Do meu ponto de vista estes
argumentos não se sustentam, principalmente sobre a existência dos trâmites burocráticos
que inviabilizaram o programa em Campos, sendo que municípios no próprio Estado
do Rio Janeiro com menor a capacidade administrativa, em comparação com a Campos,
realizaram investimentos junto o PMCMV na faixa de 0 a 3 salários mínimos. A
questão em Campos se desdobra em duas características essenciais sobre os
grupos que vêm se revezando no poder: a necessidade de se estabelecer pactos
políticos multidirecionados e a autonomia frente aos mecanismos de controle de gastos
e investimentos públicos. O Morar Feliz foi estabelecido sobre uma estrutura
administrativa montada exclusivamente para ele, onde se descartou todo e
qualquer conhecimento prévio existente no interior da administração pública. A
própria EMHAB, concebida em 1992 por Anthony Garotinho para gerir os projetos
habitacionais, vem tendo um papel coadjuvante no Morar Feliz. A decisão
política que deu origem ao Morar Feliz optou em centralizar as decisões sobre o
programa na Construtora (que se encontra no centro das investigações da
operação Lava-Jato) e em uma empresa de planejamento e engenharia. Então se perdeu
uma grande oportunidade de fazer um programa habitacional que dialogasse com a
população a ser atendida por ele.
Blog: No último mês parece que o cenário
das políticas habitacionais modificou um pouco e tivemos a inauguração do
primeiro conjunto habitacional do PMCMV voltado para as classes populares, que
contou com a parceria do governo municipal de Campos. O que mudou em relação às
parcerias?
Julio Oliveira: Esta questão é um
tanto quanto complexa, pois não há muita transparência na tomada de decisões
dos gestores municipais em Campos. Porém, sem sobra de dúvida esta parceria vem
como um efeito da queda de arrecadação dos royalties.

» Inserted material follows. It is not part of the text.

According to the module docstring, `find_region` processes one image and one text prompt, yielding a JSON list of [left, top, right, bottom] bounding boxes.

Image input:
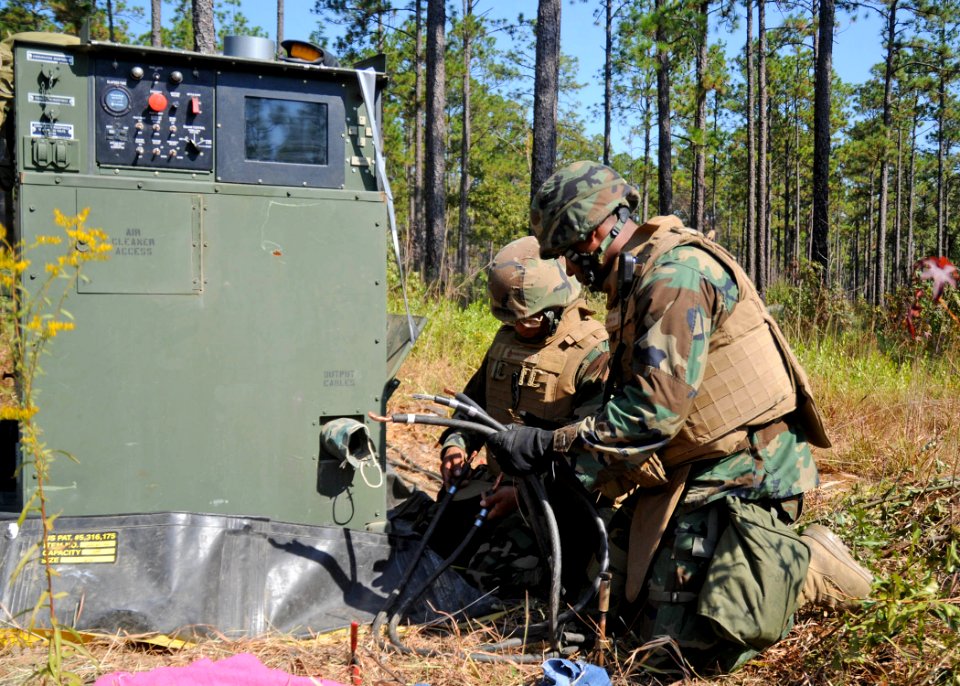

Por se constituir como uma promessa político-eleitoral considerada como uma
marca de um governo torna-se necessário cumprir em sua totalidade ou em números
bastante próximos disto. Então estas moradias do PMCMV provavelmente serão
contabilizadas como realização do governo municipal.
O Morar Feliz hoje está
praticamente paralisado, basta observar os canteiros de obras esvaziados. Então
para se chegar a um número próximo ao montante de moradias prometidas foi
necessário lançar mão desta parceria. Porém, é importante ressaltar que a
contratação destas moradias foi feita entre 2013 e 2014, assim já existia a
previsão de não se alcançar a meta do Morar Feliz antes mesmo da crise dos royalties. Outro interessante movimento
feito pela prefeitura de Campos foi o de assumir as prestações das famílias que
estão sendo atendidas pelo PMCMV, o que acabou representando uma economia para
os cofres municipais. Cabe ressaltar, que os recursos que hoje representam esta
economia saem do orçamento do município e não do montante reservado ao Morar
Feliz, assim passamos a ter duas políticas habitacionais em vigência no
município, atendendo ao mesmo segmento social com formas de atuação bastante
semelhantes. Mesmo assim, a parceria com o MCMV talvez seja o principal
elemento de racionalização dos gastos públicos feita por este governo desde
2009. Com uma simples decisão de viabilizar o cadastro das famílias sem moradia
ou que viviam em condições precárias, e apresentá-lo ao governo federal foi
possível fazer uma grande economia.
Uma questão interessante que pode
ser levantada a partir desta mudança de postura, está vinculada diretamente a ausência
de planejamento na questão habitacional em Campos. Pois a com as parcerias com Minha
Casa, Minha Vida, este programa poderia ter sido mesclado com o Morar Feliz e
assim atender de forma mais efetiva a questão habitacional em Campos a partir dos
casos que não envolvessem necessariamente a remoção de famílias. A autonomia
proporcionada pelos recursos dos royalties poderia ter proporcionado uma
atuação mais ampla do Morar Feliz para além de um programa massivo de
construção de moradia. Por fim, é importante salientar que na atual
configuração dos programas e em suas formas de atuação, tanto PMCMV, quanto ao
Morar Feliz reiteram o modelo clássico de criação de periferias, o que reitera e
potencializa o afastamento e hierarquização urbana.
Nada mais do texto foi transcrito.